The Black Jewish Soul

When I think Black Sabbath, I get visions of Ozzy Osbourne in his bat-eating days. But this isn’t about riding the meshuggeneh train.

I was already sold on The Idelsohn Society’s Black Sabbath: The Secret Musical History of Black-Jewish Relations because I have a soft spot for anything involving Johnny Mathis (and Danny Kaye, for that matter.) In spite of its kitschy name, this collection of rare footage of African-American musicians singing Jewish music is clearly the endeavor of educated and passionate audiophiles. And finding this clip of Nina Simone singing a Hebrew song was the clincher:


Sez the site:

The High Priestess of Soul sang this 1950s Israeli folk-dance ode to “a land flowing with milk and honey” (written by Eliahu Gamliel) on the stage of Carnegie Hall in 1963 on the same day that Martin Luther King Jr was jailed in Birmingham, Alabama. Neither Simone nor her biographers talk much about her choice of “Eretz Zarat Chalav,” which she first added to her repertoire in 1962 when she performed on the CBS program Camera Three. A year later, she sang it again on the TV show Hootenany, in front of an all white audience at Salem College not long after the assassination of JFK.
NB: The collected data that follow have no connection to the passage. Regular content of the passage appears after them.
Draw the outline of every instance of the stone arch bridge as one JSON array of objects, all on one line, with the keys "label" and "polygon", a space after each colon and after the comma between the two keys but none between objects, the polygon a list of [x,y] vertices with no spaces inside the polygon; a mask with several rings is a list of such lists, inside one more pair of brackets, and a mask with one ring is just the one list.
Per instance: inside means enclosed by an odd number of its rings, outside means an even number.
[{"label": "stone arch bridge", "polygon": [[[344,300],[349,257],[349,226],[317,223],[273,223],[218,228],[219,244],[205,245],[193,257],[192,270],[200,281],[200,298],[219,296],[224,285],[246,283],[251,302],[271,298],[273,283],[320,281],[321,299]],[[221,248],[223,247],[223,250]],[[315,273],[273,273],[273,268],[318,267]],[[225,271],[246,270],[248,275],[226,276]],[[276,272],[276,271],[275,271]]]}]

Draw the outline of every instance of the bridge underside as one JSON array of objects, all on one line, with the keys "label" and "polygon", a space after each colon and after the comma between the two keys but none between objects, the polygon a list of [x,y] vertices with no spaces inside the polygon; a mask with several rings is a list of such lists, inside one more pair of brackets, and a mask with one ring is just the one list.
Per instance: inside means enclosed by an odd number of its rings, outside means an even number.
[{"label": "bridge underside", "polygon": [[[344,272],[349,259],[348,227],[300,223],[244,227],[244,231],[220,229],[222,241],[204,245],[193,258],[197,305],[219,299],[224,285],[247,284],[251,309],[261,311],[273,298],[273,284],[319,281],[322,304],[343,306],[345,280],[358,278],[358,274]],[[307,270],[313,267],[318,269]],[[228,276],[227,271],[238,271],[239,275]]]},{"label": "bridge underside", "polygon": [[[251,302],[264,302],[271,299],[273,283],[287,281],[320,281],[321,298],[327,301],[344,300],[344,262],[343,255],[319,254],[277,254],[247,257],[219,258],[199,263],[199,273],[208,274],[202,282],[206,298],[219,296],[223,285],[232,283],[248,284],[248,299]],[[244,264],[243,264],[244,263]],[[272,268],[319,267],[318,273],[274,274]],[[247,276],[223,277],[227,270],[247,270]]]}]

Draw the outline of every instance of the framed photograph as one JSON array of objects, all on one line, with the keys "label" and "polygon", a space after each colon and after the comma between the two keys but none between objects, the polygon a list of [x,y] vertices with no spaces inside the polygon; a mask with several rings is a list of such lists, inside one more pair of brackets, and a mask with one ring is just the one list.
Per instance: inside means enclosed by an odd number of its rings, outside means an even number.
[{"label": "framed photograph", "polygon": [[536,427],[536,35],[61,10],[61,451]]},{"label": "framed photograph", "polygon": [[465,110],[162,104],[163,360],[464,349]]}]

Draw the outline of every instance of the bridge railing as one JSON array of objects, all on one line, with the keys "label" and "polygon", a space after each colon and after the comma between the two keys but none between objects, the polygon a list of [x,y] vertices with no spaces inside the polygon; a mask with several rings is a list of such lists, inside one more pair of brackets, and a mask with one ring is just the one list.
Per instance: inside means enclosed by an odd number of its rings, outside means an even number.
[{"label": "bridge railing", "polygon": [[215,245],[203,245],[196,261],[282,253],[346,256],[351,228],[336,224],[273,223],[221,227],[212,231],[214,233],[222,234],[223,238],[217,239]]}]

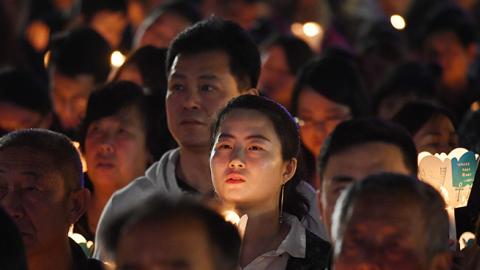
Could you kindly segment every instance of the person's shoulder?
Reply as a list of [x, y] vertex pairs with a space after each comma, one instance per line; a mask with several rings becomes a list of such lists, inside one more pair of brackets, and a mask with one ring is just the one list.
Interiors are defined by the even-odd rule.
[[330, 254], [332, 245], [330, 245], [329, 242], [323, 240], [307, 229], [305, 230], [305, 236], [307, 240], [307, 256], [308, 253], [317, 254], [320, 257]]
[[117, 203], [118, 201], [129, 200], [129, 198], [136, 198], [143, 193], [149, 193], [153, 186], [154, 184], [151, 179], [146, 176], [140, 176], [130, 182], [127, 186], [114, 192], [112, 195], [112, 201]]
[[105, 265], [103, 262], [87, 258], [82, 248], [71, 238], [69, 238], [70, 249], [73, 256], [73, 266], [79, 270], [103, 270]]
[[89, 258], [87, 260], [86, 270], [104, 270], [104, 269], [106, 269], [106, 268], [105, 268], [105, 265], [103, 264], [103, 262], [101, 262], [97, 259], [93, 259], [93, 258]]
[[306, 259], [314, 266], [312, 269], [327, 269], [332, 256], [332, 245], [306, 230]]
[[297, 191], [300, 192], [303, 196], [305, 196], [307, 199], [311, 199], [316, 197], [316, 190], [315, 188], [309, 184], [307, 181], [300, 181], [297, 185]]
[[[117, 204], [131, 205], [135, 201], [150, 196], [154, 192], [168, 192], [171, 183], [166, 183], [168, 175], [171, 174], [167, 167], [174, 163], [178, 149], [172, 149], [166, 152], [159, 161], [153, 163], [146, 171], [145, 175], [137, 177], [124, 188], [113, 193], [111, 201], [115, 208]], [[169, 181], [171, 182], [171, 181]], [[172, 189], [172, 188], [170, 188]], [[133, 201], [132, 201], [133, 200]]]
[[287, 270], [323, 270], [327, 269], [332, 247], [329, 242], [305, 229], [306, 252], [305, 258], [291, 257], [287, 263]]

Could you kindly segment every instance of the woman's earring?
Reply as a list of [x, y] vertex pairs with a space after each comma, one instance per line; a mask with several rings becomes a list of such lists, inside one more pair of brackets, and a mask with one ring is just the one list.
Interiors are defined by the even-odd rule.
[[278, 216], [278, 221], [280, 224], [283, 223], [283, 195], [284, 195], [285, 184], [282, 185], [282, 190], [280, 191], [280, 213]]

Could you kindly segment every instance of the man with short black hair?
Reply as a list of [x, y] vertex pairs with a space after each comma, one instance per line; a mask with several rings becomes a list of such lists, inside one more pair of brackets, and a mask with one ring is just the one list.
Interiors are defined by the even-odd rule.
[[375, 118], [338, 125], [318, 159], [320, 212], [328, 234], [340, 192], [352, 182], [380, 172], [417, 174], [417, 152], [407, 131]]
[[445, 202], [414, 177], [355, 182], [338, 199], [332, 226], [335, 269], [451, 269]]
[[111, 49], [90, 28], [78, 28], [54, 37], [49, 62], [53, 130], [78, 139], [88, 97], [110, 73]]
[[79, 154], [56, 132], [29, 129], [0, 138], [0, 205], [22, 235], [28, 269], [101, 269], [68, 238], [85, 212]]
[[97, 227], [95, 257], [107, 260], [105, 224], [152, 193], [213, 196], [210, 127], [218, 111], [241, 94], [255, 92], [260, 73], [258, 49], [238, 25], [218, 18], [180, 33], [167, 53], [165, 98], [168, 128], [179, 148], [166, 152], [127, 187], [115, 192]]
[[49, 128], [52, 104], [48, 87], [21, 69], [0, 71], [0, 134], [25, 128]]
[[116, 217], [107, 246], [120, 269], [237, 269], [240, 235], [192, 198], [153, 196]]

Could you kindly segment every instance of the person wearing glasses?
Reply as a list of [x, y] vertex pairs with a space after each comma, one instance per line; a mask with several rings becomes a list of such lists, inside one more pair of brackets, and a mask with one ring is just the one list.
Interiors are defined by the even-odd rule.
[[318, 188], [315, 158], [343, 121], [367, 114], [368, 105], [352, 56], [331, 49], [307, 63], [297, 77], [291, 112], [300, 126], [306, 180]]

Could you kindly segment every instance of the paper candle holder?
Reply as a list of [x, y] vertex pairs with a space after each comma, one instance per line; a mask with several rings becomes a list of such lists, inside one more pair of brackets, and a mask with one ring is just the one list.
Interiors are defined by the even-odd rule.
[[418, 178], [435, 187], [452, 208], [464, 207], [472, 190], [479, 156], [465, 148], [455, 148], [448, 155], [421, 152]]

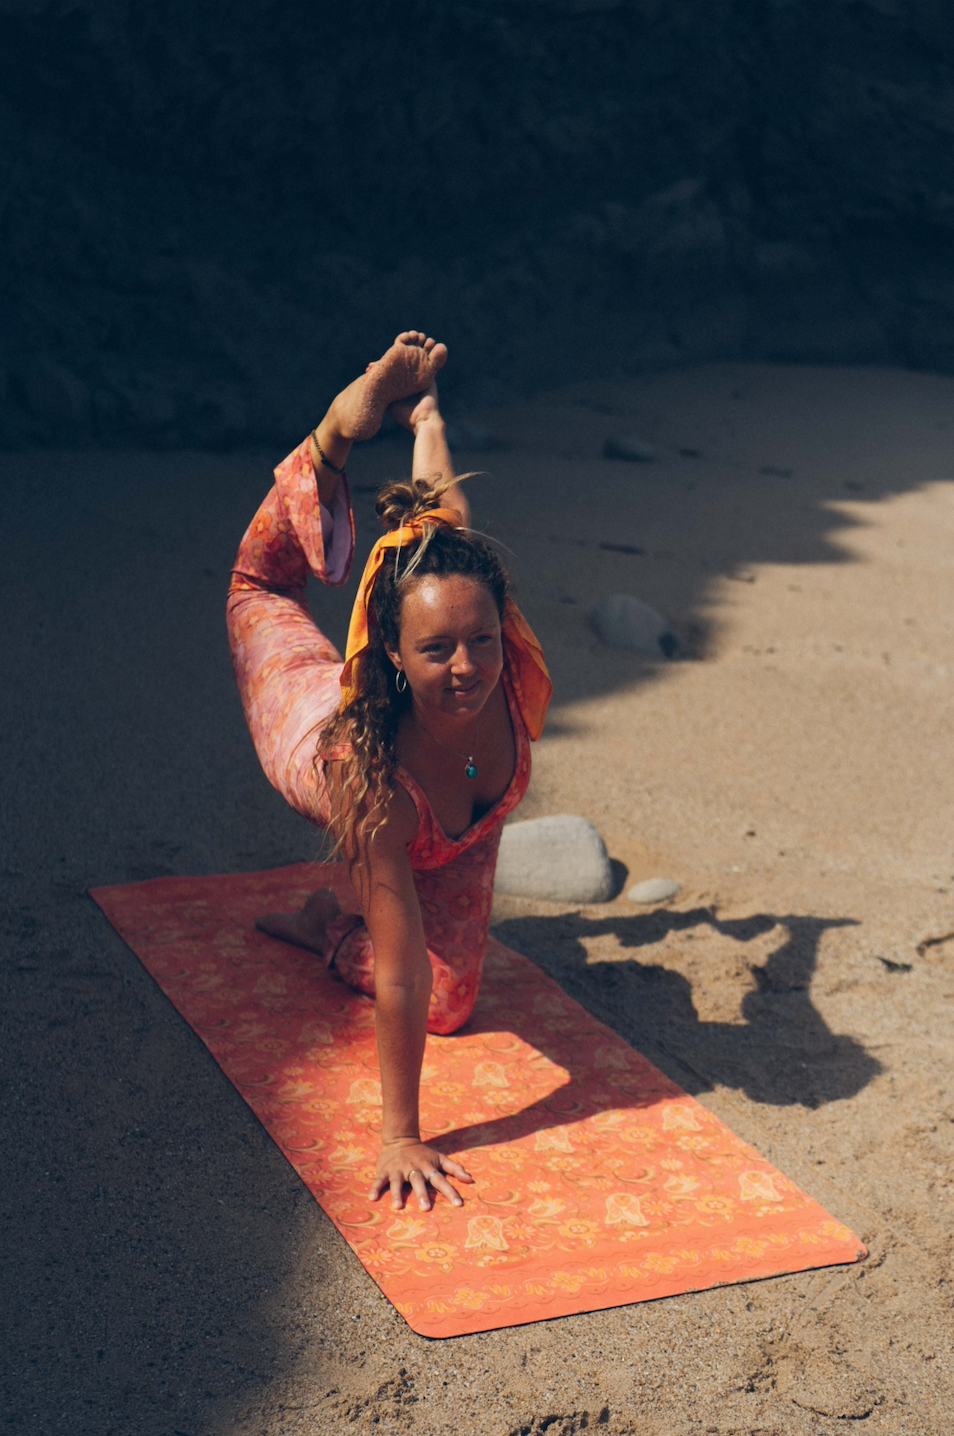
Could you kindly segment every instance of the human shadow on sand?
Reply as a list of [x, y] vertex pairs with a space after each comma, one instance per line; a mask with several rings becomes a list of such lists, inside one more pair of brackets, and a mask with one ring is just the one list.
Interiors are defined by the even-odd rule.
[[[636, 916], [514, 918], [495, 927], [494, 936], [529, 957], [685, 1091], [698, 1095], [718, 1085], [772, 1106], [816, 1108], [853, 1097], [881, 1071], [861, 1043], [830, 1030], [810, 996], [821, 938], [855, 922], [769, 913], [723, 920], [708, 908], [696, 908]], [[584, 946], [585, 939], [612, 935], [621, 947], [638, 950], [700, 926], [739, 943], [780, 929], [779, 946], [764, 961], [748, 964], [755, 986], [742, 997], [740, 1021], [701, 1021], [691, 984], [671, 968], [635, 957], [593, 961]], [[645, 1084], [627, 1092], [627, 1084], [615, 1080], [617, 1074], [611, 1095], [601, 1100], [592, 1065], [574, 1064], [572, 1047], [559, 1031], [548, 1041], [545, 1026], [541, 1036], [539, 1019], [532, 1033], [521, 1026], [519, 1018], [511, 1019], [506, 1030], [563, 1066], [569, 1081], [519, 1114], [443, 1134], [441, 1146], [486, 1146], [511, 1139], [518, 1130], [525, 1135], [582, 1120], [607, 1106], [638, 1107], [658, 1100], [658, 1093], [641, 1095]], [[483, 1014], [478, 1004], [464, 1031], [484, 1027], [499, 1030], [499, 1020]]]

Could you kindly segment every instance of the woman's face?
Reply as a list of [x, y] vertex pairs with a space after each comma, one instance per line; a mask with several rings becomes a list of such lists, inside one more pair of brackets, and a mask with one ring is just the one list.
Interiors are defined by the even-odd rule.
[[479, 713], [503, 667], [492, 594], [462, 574], [422, 578], [401, 605], [399, 646], [388, 657], [406, 673], [421, 708], [462, 718]]

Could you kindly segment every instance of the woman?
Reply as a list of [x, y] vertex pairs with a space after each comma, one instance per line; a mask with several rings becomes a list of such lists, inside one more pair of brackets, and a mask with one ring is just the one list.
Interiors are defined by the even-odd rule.
[[[375, 999], [383, 1128], [376, 1201], [400, 1208], [409, 1184], [456, 1206], [449, 1177], [472, 1178], [422, 1143], [418, 1095], [426, 1032], [456, 1031], [480, 983], [504, 818], [530, 776], [543, 727], [543, 655], [507, 592], [494, 549], [470, 531], [435, 376], [443, 345], [411, 331], [339, 394], [275, 470], [242, 540], [229, 592], [232, 657], [270, 781], [330, 828], [360, 915], [317, 892], [300, 913], [259, 926], [322, 954]], [[387, 532], [355, 601], [345, 662], [305, 600], [309, 570], [348, 576], [354, 548], [345, 463], [385, 411], [414, 434], [409, 482], [377, 500]]]

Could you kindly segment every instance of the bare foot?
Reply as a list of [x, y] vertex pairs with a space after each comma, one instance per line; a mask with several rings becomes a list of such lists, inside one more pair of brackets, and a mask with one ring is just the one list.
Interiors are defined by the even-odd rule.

I’m just kind of glad The Secret Musical History of Black-Jewish Relations doesn’t include Sammy Davis Jr. as its icon. Not that I don’t love him; he’s just so obvious.

Hey, you know what would really be awesome? Black Sabbath: The Cookbook. Black-eyed pea blintzes, collard kugel, ya feel me? But no bat casserole.

Many, many thanks to Supah Kewl Jewish Mama Mindy Winn for the tip!

2 thoughts on “The Black Jewish Soul

  1. Aw, shucks. Glad you like it. If you get a chance, check out the webcast of the NPR interview from a couple of weeks ago. There’s a great conversation with Johnny Mathis about how he came to sing Kol Nidre. Pretty awesome stuff.